Monday, March 7, 2016

Mystery Monday: The Disappearance of the L-8's Crew

Mystery Monday: The Disappearance of the L-8's Crew

When the U.S. entered WWII, the Navy took over the operation of Goodyear’s five commercial blimps to use them in patrolling for submarines and delivering goods. They were also equipped with two 350 pound bombs.

Blimps (or air ships) are nothing more than inflated bags. The East coast base for these unusual flight craft was located in Lakehurst, NJ (the site of the Hindenburg crash), and the West coast base was located on Treasure Island in San Francisco Bay. With one exception, the blimps were used successfully throughout the war; most notably in conjunction with Doolittle’s Raiders.

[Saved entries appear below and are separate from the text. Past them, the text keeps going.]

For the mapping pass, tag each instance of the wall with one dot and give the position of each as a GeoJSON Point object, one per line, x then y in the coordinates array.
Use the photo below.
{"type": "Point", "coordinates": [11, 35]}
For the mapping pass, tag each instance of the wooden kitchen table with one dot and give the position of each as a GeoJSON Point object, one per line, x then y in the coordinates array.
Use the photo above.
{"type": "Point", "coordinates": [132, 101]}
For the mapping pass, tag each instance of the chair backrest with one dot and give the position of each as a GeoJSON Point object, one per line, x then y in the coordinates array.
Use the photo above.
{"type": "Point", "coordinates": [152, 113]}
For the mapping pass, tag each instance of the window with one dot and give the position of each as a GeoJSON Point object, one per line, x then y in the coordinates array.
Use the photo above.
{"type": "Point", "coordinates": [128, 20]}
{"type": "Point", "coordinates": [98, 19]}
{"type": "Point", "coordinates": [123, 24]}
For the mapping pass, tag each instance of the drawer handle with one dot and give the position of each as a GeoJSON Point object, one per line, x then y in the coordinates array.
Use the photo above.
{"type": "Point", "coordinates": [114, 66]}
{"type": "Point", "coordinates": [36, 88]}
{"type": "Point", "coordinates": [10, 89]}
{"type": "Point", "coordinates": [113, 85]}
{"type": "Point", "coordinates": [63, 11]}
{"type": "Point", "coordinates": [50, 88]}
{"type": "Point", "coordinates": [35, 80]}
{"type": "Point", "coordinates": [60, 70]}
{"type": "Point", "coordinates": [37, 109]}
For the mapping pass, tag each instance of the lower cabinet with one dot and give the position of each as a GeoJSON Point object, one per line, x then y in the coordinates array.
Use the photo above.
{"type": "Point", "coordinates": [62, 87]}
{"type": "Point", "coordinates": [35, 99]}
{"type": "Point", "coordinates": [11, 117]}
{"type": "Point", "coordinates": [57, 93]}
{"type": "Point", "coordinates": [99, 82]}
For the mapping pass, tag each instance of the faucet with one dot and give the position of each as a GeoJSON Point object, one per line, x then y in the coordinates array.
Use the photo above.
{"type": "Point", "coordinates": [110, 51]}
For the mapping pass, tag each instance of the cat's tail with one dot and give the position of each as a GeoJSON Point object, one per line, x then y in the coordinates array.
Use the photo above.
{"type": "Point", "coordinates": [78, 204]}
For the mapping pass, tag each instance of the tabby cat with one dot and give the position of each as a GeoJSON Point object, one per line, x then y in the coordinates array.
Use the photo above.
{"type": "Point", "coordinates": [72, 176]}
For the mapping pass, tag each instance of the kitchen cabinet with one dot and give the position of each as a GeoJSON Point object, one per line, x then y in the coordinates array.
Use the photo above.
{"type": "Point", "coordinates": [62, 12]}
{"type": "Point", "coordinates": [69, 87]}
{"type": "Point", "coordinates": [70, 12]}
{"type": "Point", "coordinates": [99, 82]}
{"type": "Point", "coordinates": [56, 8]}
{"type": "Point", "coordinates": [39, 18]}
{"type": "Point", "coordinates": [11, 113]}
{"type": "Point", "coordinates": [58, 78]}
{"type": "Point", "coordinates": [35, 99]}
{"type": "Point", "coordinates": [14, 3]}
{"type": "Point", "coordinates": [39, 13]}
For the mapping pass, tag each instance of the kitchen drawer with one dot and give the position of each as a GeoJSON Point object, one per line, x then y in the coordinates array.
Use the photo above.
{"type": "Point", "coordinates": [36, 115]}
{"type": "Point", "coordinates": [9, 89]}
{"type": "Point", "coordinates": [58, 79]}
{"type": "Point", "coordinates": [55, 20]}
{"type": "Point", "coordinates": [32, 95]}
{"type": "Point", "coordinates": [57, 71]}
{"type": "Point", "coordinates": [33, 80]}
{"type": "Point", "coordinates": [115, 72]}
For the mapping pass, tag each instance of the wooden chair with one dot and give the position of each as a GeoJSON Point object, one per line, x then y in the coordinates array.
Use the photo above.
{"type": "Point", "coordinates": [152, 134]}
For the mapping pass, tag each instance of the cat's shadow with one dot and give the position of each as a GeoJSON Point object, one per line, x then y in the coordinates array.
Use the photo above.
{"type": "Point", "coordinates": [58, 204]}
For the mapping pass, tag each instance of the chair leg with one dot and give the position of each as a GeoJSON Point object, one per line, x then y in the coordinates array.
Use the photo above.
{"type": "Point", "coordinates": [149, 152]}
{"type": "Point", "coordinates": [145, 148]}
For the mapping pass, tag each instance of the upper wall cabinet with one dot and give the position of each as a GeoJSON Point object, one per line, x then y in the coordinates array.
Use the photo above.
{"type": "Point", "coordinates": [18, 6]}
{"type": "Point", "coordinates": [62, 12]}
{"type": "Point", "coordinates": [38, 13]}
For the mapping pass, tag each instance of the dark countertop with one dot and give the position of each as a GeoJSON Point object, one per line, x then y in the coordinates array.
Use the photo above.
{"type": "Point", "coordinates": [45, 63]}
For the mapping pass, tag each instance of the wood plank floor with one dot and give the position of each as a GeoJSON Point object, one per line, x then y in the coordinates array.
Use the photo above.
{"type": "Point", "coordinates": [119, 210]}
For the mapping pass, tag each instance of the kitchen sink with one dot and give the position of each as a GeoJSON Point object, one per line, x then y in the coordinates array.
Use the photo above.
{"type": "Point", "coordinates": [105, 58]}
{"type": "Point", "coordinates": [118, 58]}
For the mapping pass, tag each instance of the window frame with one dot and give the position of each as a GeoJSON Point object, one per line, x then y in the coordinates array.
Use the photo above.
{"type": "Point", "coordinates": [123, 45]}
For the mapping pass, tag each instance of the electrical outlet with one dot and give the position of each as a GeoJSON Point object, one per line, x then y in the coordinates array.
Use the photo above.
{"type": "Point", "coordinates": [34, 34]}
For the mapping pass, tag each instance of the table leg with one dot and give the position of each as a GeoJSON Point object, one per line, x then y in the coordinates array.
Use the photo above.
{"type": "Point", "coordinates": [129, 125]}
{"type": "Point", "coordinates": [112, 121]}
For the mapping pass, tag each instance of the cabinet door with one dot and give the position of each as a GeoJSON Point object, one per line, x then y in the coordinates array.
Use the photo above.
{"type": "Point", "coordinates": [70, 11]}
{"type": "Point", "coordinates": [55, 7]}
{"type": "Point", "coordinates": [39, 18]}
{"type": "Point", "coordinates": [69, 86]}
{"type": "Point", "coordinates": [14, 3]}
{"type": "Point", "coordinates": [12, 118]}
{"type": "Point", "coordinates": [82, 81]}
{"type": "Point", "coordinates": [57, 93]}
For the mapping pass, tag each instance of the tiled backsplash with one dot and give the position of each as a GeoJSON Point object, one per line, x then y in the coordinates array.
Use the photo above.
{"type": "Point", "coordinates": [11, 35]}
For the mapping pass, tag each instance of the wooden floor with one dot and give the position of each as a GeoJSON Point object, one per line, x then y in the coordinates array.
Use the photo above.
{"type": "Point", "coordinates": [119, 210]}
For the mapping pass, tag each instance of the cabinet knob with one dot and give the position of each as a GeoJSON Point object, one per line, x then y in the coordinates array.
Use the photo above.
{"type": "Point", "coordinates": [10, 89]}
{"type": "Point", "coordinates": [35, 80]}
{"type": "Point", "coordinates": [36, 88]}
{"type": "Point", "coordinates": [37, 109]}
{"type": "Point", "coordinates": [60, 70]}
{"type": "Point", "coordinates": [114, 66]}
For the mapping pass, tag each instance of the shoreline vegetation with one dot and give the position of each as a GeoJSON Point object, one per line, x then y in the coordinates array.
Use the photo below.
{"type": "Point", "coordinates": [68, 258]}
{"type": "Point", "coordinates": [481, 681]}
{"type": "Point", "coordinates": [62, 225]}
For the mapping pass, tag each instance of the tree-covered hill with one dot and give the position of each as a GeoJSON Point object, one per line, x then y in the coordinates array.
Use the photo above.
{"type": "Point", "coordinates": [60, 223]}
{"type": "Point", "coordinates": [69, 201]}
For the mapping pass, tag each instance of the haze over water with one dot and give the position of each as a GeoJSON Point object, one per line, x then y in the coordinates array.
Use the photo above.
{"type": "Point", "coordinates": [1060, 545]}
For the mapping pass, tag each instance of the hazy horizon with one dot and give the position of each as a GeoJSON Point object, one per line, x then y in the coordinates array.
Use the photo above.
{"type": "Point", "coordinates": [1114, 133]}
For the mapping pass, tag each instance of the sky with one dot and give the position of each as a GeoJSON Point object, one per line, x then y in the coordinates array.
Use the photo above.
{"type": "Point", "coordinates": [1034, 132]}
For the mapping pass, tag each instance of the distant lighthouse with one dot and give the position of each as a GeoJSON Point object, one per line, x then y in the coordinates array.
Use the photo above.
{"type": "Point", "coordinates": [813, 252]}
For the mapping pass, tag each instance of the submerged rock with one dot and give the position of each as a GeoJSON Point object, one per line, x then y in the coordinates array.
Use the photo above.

At 6:03 AM on August 16, 1942, the L-8 lifted off from Treasure Island with a two man crew.
Normally, flights use three men, but at the last minute the mechanic was ordered to stand down because the craft was too heavy having been coated in moisture from the day’s cool fog. By all accounts, pilot Lt. Ernest DeWitt Cody, and co-pilot Ensign Charles E. Adams were both highly skilled flying airships, so the flight should have gone off without a hitch.

Unfortunately that is not the case.

When the blimp crashed onto the golf court on Belleview Avenue in Daly City shortly before noon, both men were missing, and the door to the gondola was latched open. The Navy conducted an extensive search followed by an inquest that raised more questions than answers.

  • The radio was in working order and set to the proper frequency at the time of the crash. If the men were in trouble why didn’t they call for help?
  • The engines were also operating at the time of the crash. The men could have made it back to Treasure Island.
  • Weather was shown not to be a factor, and evidence indicated the blimp had not come in contact with the ocean.
  • There was plenty of weight, including fuel, which could have been jettisoned if there was a problem.
  • The briefcase containing the codes was still locked in place. Procedures called for the men to dump the case into the ocean if they were in trouble.
  • Two of the five water-activated smoke bombs were missing. Had the men found a submarine they somehow fell prey to?
  • The door was latched open, but this could only be done from the outside and certainly not while flying.

The Navy’s final determination was that the men had simply fallen out of the gondola. They were listed as missing, and a year later declared dead.

My heart goes out to the men’s wives who never learned what really happened to their husbands.